Heres ours, its almost full!
















http://i29.photobucket.com/player.swf?file=http://vid29.photobucket.com/albums/c284/xc500rule/005.flv
One of the citys dumps


----------



## NICHOLS LANDSCA

Farmer you better specify that it isn't yours otherwise someone might bust your balls


----------



## lawncare18

Still hauling snow like crazy??? Its sure ben a good winter out my way.. its non stop.. you get things cleaned up.. piles moved... and then start all over cause you got another storm to plow!!!!


----------



## Red_Rattler

Time for a melter?!


----------



## JD Dave

Looks like you have lots of room left.


----------



## 4x4Farmer

JD Dave;721358 said:


> Looks like you have lots of room left.


No, theres kinda a funny property line that runs through there, Im sure its full now, The other guys that dump there were hauling like crazy tonight!


----------



## jhakarter

you guys got other spots to dump at around town or just hoping for no snow and warm weather for a lil while? lol.. Looks like lots of dump sites around the FM area are getting full. We dont haul much snow, so where were dumping at isnt to bad yet. but theres still plenty of winter left. haha.
Josh


----------



## NorthDakota

heres ours


----------



## blk90s13

where I sub this is where they dump the snow

http://vids.myspace.com/index.cfm?fuseaction=vids.individual&VideoID=8491061


----------



## riverwalkland

what kind of FEL is that? Also is that a power wagon (the pickup)


----------



## oldmankent

Could you guys build up ramps in the snow for more height and storage like in gravel pits? Or is the snow just too soft to do that with? I'd think a large excavator could also pile the snow alot higher.


----------



## jhakarter

Theres one const. company that I know of around town that uses a dozer to build up the piles in a big ramp, such as gravel pits or landfils etc.


----------



## imphillips

I thinkin snow melter? Where I live north of Phila. if we got that much snow people would be having heart attacks


----------



## lumps

Where I'm from, they used a full size blower to stack the snow at the snow dump. By the end of winter, it would generally be around 50' high I think. I'll try to get pics next time I'm there.

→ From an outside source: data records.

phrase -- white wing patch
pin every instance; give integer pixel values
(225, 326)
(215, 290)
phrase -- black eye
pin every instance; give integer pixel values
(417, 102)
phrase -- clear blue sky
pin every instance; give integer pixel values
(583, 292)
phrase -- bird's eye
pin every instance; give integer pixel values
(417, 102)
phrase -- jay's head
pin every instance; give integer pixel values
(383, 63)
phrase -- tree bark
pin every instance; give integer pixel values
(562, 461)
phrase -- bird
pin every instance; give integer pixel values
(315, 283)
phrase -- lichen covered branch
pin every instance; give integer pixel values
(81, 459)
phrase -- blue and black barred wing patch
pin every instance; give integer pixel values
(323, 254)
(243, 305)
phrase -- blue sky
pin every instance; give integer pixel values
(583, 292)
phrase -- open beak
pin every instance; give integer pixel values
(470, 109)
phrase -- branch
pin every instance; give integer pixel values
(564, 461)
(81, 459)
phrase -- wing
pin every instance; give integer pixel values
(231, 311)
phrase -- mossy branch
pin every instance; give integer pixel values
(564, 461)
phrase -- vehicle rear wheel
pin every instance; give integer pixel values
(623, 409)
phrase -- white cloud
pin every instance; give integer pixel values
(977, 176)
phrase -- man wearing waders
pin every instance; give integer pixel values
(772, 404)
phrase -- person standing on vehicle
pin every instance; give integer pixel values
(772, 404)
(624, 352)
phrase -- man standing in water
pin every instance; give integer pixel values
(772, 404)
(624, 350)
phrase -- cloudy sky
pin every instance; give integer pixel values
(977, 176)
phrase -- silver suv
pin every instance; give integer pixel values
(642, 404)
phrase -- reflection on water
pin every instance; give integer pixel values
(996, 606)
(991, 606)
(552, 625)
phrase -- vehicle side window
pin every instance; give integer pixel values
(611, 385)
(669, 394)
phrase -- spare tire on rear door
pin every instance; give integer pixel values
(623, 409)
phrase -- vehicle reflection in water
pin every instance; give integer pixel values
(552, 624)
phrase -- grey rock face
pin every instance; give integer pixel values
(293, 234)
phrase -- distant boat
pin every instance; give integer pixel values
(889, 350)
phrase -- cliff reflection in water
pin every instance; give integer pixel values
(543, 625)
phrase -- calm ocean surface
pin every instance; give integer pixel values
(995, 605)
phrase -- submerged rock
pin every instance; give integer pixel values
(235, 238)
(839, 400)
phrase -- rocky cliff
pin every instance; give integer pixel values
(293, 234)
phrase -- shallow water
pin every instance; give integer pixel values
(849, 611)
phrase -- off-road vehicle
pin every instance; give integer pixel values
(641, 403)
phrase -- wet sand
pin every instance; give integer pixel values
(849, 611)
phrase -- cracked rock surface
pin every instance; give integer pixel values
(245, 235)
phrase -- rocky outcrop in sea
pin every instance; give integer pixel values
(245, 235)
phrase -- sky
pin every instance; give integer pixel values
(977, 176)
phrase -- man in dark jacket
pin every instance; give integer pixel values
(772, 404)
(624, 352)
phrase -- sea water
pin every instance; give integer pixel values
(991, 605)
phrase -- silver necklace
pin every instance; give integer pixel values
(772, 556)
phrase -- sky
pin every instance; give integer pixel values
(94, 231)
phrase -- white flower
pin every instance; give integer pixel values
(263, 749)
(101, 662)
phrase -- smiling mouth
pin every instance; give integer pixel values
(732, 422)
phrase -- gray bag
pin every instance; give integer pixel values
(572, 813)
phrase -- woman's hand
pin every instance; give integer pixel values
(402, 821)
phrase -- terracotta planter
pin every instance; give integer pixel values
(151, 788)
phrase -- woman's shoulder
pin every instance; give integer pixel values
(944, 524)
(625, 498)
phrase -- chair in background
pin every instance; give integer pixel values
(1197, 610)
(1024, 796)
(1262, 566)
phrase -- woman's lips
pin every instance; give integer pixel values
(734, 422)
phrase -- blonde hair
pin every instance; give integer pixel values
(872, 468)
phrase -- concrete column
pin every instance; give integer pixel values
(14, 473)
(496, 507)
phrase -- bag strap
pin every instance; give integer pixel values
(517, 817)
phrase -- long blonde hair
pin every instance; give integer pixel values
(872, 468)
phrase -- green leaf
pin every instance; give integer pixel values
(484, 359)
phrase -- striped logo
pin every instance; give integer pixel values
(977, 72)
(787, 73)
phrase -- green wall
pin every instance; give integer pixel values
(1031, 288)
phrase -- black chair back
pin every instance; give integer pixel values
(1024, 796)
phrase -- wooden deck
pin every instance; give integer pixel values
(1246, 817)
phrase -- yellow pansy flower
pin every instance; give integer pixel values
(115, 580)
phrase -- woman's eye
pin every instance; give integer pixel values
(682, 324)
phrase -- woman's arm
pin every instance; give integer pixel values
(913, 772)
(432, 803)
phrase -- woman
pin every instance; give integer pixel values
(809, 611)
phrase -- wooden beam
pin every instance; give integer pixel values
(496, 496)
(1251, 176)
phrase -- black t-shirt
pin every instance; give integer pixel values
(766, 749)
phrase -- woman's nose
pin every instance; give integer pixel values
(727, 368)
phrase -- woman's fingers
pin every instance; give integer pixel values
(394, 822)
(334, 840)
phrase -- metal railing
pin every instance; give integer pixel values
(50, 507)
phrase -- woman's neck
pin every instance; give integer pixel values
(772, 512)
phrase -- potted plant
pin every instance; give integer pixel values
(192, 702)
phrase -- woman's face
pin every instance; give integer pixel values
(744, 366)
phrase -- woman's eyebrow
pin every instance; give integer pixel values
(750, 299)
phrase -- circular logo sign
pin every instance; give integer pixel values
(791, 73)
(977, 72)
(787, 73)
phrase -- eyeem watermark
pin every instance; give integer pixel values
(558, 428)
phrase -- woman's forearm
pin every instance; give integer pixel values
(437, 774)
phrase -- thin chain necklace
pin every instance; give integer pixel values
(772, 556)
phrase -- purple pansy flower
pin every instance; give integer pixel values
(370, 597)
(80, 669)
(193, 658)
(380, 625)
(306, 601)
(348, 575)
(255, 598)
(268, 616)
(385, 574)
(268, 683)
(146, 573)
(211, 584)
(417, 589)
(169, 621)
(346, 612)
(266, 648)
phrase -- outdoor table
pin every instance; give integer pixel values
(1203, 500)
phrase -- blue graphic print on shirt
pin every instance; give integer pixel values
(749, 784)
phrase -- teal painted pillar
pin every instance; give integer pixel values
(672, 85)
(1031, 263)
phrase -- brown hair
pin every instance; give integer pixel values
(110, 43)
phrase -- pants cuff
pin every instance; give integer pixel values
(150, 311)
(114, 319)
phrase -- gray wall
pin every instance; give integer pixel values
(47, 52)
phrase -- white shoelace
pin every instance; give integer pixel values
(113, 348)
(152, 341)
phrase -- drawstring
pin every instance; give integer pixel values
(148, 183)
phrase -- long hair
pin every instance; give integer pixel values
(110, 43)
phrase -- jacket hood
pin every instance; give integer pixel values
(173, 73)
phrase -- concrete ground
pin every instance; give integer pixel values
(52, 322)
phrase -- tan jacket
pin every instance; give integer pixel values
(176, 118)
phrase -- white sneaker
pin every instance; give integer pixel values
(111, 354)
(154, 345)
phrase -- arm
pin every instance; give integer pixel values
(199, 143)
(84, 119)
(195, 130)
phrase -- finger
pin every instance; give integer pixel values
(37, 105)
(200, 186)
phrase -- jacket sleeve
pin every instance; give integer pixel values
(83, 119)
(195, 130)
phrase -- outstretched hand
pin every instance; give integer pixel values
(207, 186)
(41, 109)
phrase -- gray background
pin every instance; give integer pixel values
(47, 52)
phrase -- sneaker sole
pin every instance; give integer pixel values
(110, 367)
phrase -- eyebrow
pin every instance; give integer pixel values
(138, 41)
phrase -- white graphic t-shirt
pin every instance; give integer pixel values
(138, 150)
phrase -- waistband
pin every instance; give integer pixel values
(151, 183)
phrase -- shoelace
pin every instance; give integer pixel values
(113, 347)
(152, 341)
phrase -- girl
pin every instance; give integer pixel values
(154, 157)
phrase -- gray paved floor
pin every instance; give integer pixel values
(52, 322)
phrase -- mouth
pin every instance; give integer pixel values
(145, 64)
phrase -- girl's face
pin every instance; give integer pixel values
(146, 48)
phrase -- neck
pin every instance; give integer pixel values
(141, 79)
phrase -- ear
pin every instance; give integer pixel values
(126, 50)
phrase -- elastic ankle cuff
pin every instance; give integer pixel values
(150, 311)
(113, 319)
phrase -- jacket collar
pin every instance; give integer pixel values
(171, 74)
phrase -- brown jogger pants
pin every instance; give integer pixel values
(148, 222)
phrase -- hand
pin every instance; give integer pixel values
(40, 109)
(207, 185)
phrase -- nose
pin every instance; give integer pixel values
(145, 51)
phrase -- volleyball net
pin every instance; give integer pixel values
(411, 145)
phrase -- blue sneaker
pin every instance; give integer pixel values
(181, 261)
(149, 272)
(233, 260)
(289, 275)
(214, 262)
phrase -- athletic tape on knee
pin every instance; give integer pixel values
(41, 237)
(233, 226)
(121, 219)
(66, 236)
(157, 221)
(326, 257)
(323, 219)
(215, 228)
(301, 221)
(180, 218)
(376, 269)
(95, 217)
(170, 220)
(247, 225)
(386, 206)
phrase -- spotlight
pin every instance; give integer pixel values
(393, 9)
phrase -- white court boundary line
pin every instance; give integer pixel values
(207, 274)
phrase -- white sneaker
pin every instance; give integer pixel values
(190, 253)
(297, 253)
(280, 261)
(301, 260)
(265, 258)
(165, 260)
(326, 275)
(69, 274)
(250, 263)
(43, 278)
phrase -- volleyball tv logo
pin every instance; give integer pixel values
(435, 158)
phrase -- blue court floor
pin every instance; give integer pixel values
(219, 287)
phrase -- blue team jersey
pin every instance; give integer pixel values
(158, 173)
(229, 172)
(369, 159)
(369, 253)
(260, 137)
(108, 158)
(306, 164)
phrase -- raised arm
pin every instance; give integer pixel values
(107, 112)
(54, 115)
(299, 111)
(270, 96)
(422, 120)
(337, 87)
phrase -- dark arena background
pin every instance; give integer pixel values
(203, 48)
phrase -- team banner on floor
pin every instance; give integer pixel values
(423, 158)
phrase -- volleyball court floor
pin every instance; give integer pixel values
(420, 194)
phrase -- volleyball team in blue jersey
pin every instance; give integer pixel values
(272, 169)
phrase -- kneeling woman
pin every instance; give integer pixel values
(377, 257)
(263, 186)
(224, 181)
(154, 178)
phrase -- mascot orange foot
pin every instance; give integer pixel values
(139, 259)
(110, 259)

Edit: Found this pic of it online, showing the pile and a blower.


----------



## 4x4Farmer

what kind of blower is that? I want one!


----------



## lumps

It's great for driveways, haha.


----------



## 04superduty

4x4Farmer;748507 said:


> what kind of blower is that? I want one!


what ever it is is sure is ugly, but with a 6 ft wheel base its turning radius should be pretty small.


----------



## CityGuy

04superduty;748576 said:


> what ever it is is sure is ugly, but with a 6 ft wheel base its turning radius should be pretty small.


It looks to be cat yellow and as best i can tell it has an old cat emblem on the rear of it. Maby I am wrong.


----------



## 4x4Farmer

lumps;748518 said:


> It's great for driveways, haha.


Hey, if i had it im sure i would use it for that!!! we have skids, but we use our wheel loaders to driveways instead of them. Just cause we dont haul our skids and the drives are a ways away/



04superduty;748576 said:


> what ever it is is sure is ugly, but with a 6 ft wheel base its turning radius should be pretty small.


If its ugly that means it was built when they acually built stuff to last!!!! Ugly is good!!!


----------



## redstroker_2002

HEY!! y did you get out of the truck! that was a good ass song haha!!


----------



## Dunn4x4

2013/2014 snow dump on pei


----------



## cat10

This was a snow dump in Waltham ma this past winter


----------



## drivewaydoctor

lol here you go


----------



## Gr8WhiteNorth

Now that's funny


----------



## 4x4Farmer

huh...thread came back to life after 6 years. I don't think we have even came close to filling up our dump sites since 2009. Been pretty poor winters for snowfalls since then here in Fargo.


----------



## Cornerstone PM

drivewaydoctor;2054896 said:


> lol here you go


I get it !!!


----------